A estratégia, longe de educar os motoristas, revela um governo desesperado por arrecadar a qualquer custo. Em vez de investir em campanhas de conscientização ou facilitar a regularização, Wilson Lima optou pelo caminho mais fácil: punir e cobrar. Motoristas estão sendo surpreendidos com notificações em massa, enquanto o Detran-AM fatura alto às custas do cidadão.
A revolta já tomou conta das redes sociais, onde vítimas da “caça às multas” compartilham indignação e vídeos das vans em ação. “É um absurdo!

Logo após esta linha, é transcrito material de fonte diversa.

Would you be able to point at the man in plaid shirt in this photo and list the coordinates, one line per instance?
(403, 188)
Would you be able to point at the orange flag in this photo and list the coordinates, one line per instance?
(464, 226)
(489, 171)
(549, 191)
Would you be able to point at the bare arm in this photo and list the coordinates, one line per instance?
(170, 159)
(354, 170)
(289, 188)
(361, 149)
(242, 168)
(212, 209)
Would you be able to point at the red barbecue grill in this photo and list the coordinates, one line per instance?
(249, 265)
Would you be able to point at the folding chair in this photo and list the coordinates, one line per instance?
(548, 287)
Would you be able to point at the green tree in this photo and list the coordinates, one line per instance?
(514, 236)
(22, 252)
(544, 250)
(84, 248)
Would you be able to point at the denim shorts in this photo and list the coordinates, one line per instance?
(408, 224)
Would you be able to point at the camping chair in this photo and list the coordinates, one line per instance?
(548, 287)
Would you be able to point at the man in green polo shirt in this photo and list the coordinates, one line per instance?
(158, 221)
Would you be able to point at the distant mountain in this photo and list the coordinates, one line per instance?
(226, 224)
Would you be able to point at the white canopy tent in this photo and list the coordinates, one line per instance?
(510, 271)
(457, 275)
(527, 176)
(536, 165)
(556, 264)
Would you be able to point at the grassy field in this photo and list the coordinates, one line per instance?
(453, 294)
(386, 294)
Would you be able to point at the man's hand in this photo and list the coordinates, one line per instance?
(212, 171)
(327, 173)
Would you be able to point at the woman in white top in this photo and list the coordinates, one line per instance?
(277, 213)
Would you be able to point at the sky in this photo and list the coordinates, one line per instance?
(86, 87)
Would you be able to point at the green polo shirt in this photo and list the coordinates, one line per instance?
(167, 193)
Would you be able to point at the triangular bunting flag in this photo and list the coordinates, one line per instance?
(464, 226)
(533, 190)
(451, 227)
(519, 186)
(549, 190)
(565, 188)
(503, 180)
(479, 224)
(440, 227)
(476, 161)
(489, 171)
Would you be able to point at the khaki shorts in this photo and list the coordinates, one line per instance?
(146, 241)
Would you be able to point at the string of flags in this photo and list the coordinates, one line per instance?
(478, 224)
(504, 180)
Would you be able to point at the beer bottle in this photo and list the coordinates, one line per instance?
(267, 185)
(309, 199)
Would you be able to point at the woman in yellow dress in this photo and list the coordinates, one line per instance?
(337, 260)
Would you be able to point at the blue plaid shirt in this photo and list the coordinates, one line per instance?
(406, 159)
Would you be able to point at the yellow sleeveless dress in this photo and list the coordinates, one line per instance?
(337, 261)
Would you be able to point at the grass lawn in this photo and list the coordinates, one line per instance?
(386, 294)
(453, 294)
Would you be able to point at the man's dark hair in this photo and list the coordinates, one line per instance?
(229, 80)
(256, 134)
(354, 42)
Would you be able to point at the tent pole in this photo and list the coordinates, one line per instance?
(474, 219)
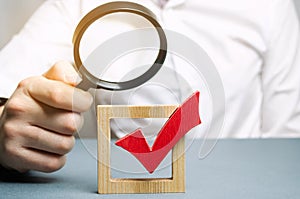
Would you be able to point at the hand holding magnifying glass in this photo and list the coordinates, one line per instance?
(91, 81)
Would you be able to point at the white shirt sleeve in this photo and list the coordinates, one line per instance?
(45, 39)
(281, 74)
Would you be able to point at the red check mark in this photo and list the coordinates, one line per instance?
(184, 118)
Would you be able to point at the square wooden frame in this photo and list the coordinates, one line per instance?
(108, 185)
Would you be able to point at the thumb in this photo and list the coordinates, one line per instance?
(63, 71)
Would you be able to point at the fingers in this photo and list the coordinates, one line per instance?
(39, 161)
(32, 148)
(56, 120)
(51, 142)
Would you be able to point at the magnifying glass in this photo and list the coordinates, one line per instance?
(91, 81)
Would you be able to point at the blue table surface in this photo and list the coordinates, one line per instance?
(246, 168)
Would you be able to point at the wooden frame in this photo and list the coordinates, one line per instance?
(108, 185)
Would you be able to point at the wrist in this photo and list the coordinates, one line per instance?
(2, 103)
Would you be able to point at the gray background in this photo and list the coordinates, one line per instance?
(14, 13)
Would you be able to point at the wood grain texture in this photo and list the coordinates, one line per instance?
(106, 184)
(182, 120)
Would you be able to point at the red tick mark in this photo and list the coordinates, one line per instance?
(184, 118)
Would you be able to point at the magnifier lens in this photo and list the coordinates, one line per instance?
(134, 62)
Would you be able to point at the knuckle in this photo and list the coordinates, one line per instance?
(25, 83)
(66, 144)
(54, 163)
(15, 106)
(56, 95)
(72, 122)
(10, 150)
(10, 130)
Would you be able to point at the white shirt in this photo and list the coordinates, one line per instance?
(253, 44)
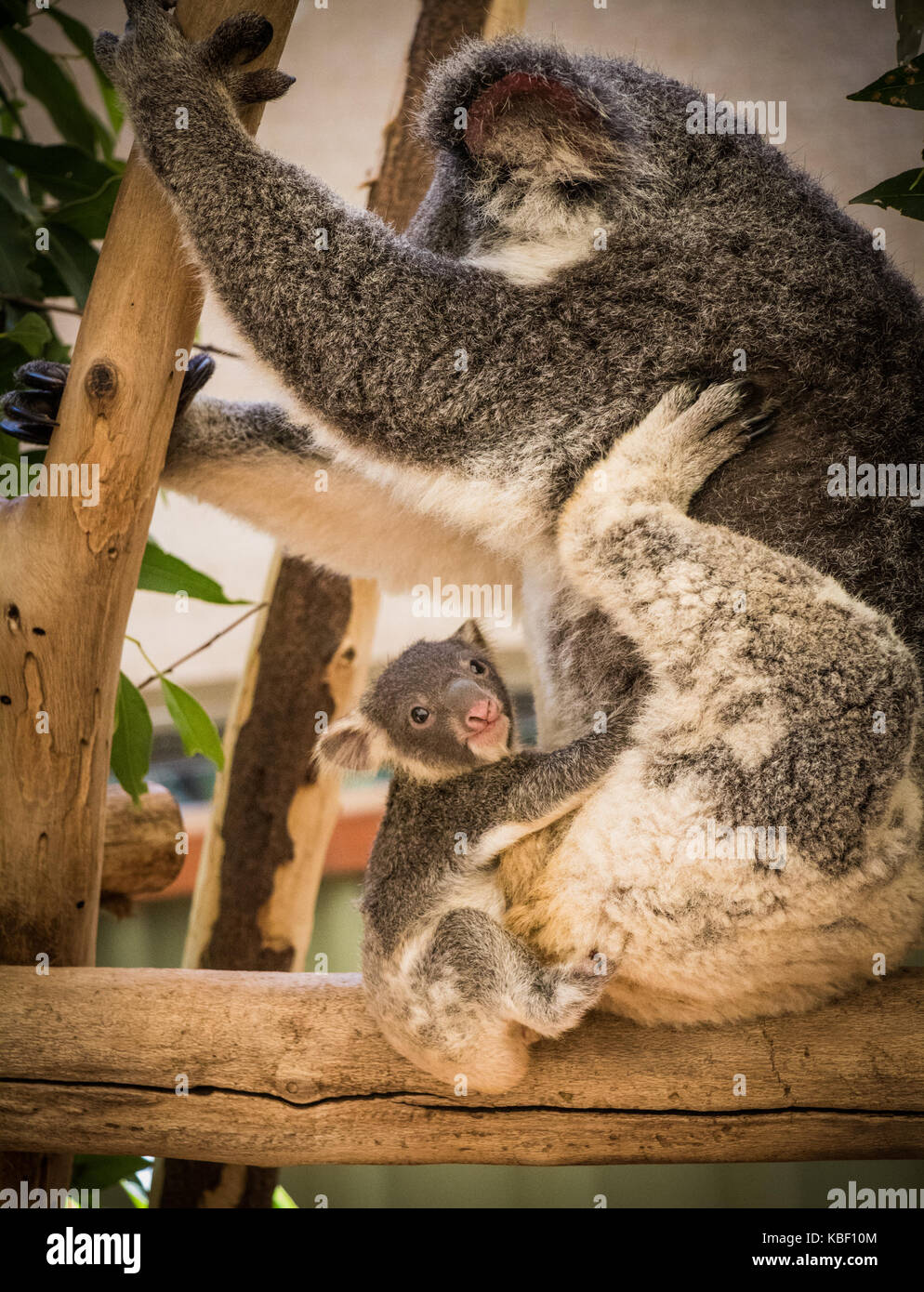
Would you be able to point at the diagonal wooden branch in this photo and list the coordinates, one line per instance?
(291, 1069)
(69, 572)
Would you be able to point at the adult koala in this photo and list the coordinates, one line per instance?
(711, 244)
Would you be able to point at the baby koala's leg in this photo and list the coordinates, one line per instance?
(626, 540)
(510, 982)
(496, 970)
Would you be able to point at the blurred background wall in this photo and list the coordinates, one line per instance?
(350, 65)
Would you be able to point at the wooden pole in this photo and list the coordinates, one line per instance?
(291, 1069)
(69, 573)
(139, 849)
(273, 817)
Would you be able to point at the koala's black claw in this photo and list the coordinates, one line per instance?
(44, 374)
(262, 86)
(35, 406)
(199, 371)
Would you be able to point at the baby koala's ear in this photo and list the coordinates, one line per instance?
(351, 743)
(470, 635)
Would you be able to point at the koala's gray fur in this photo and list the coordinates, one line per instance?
(447, 984)
(714, 244)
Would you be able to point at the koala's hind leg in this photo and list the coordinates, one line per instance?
(627, 543)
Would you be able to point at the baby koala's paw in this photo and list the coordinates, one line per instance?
(719, 424)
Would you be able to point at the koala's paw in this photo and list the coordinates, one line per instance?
(154, 61)
(719, 424)
(32, 414)
(578, 989)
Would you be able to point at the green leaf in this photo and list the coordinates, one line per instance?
(131, 756)
(101, 1172)
(903, 86)
(82, 39)
(32, 332)
(9, 450)
(89, 216)
(197, 731)
(13, 12)
(903, 191)
(165, 573)
(44, 78)
(10, 192)
(73, 257)
(62, 171)
(910, 19)
(16, 251)
(136, 1193)
(52, 282)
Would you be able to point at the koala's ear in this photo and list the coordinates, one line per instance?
(350, 743)
(470, 635)
(525, 103)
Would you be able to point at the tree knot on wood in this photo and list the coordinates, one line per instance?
(101, 381)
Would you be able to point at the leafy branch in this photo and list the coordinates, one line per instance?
(901, 86)
(56, 201)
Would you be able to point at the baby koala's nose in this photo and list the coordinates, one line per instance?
(481, 713)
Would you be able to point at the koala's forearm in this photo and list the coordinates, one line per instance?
(358, 323)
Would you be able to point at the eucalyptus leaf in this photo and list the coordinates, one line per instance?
(16, 252)
(10, 192)
(59, 169)
(89, 216)
(82, 38)
(197, 731)
(102, 1172)
(132, 739)
(32, 334)
(165, 573)
(73, 257)
(44, 79)
(903, 191)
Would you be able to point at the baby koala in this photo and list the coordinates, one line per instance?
(450, 989)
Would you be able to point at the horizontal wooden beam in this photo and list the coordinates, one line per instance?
(290, 1069)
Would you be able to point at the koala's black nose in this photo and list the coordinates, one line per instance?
(472, 703)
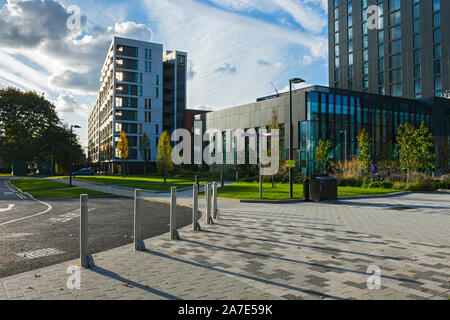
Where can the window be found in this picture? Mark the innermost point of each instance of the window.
(395, 47)
(437, 35)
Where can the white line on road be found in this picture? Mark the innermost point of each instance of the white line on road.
(69, 216)
(14, 235)
(49, 207)
(10, 206)
(39, 253)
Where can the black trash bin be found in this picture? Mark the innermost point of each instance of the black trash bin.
(323, 187)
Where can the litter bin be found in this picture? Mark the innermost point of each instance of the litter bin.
(306, 189)
(323, 187)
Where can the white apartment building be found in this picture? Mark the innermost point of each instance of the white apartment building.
(142, 90)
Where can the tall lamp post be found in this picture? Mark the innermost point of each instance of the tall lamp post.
(291, 81)
(70, 153)
(345, 142)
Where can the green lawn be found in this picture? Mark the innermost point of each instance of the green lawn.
(44, 188)
(134, 180)
(250, 191)
(158, 186)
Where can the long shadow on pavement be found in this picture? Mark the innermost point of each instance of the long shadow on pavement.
(240, 275)
(115, 276)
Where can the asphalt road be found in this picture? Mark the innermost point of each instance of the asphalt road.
(27, 226)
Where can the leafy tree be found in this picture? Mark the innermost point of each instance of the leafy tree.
(322, 155)
(30, 128)
(164, 160)
(122, 148)
(24, 119)
(144, 149)
(427, 159)
(443, 150)
(415, 148)
(364, 144)
(408, 143)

O governo deveria ajudar, não só multar”, desabafa um condutor. A medida, que deveria promover a segurança no trânsito, só aumenta a desconfiança da população em relação às reais intenções do governador.
Enquanto Wilson Lima se esconde atrás do discurso de “modernização”, a população sofre com os cofres públicos sendo abastecidos de forma questionável. Será que o governador está mesmo preocupado com o trânsito ou apenas usando o Detran-AM como “caixa eletrônico” para tapar buracos na gestão?
Com essa atitude, Wilson Lima revela suas prioridades: ao invés de buscar alternativas para apoiar o cidadão, ele escolhe multar, multar e multar. A onda de autuações é um reflexo de um modelo de governança que joga nas costas do trabalhador o custo de um estado ineficiente, aumentando a revolta nas redes, nas comunidades e nas mãos de quem precisa se locomover para garantir o sustento.